I so far have no followers on this blogger thingy. That's alright because to be honest, I don't know how you get followers. I'm sure as I figure it I will be like "Duh Ashley. It wasn't as hard as you thought!" Random thought - When I think of followers I think of Jim Jones and Kool Aid! Weird I know but its true. Right now i'm just killing time til I have to pick Kelso up. Yes, I could be doing other things, but i choose to blog. I'm also curious to see how long I last at this blogging thingy. If I make it 1 week i'll be impressed. See I'm a creature of habit. When I log onto my computer I open my outlook then, log into facebook, then myspace. So, gradually I will have to add this in. Maybe I could do outlook, facebook, blogger then myspace. Yes! I just planned to plan. Awesome :)

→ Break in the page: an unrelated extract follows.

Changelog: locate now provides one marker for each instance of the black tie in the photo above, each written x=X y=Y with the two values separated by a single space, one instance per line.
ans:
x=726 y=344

P.S. The picture was taken in Gypsum Colorado @ The Brightwater Club. My parents bought property there. Its a Beautiful place. I could spend all day there! Just soaking up all the scenery, having some good convos, drinking Beer and eating amazing food! Thats what I hope Heaven is like!!!

New to this Blogger Thingy

So, today I came across this site, and decided to become a nerd and join. Not saying that people who do this stuff are nerdy, its just funny to read peoples blogs. Either they have found happiness, sorrow, hate or what have you and they choose to blog it. So, i'm jumping into the lake of blogging. Shallow end of course then I'm sure in no time i'll be doggie paddling my way to the deep end and blog 24/7!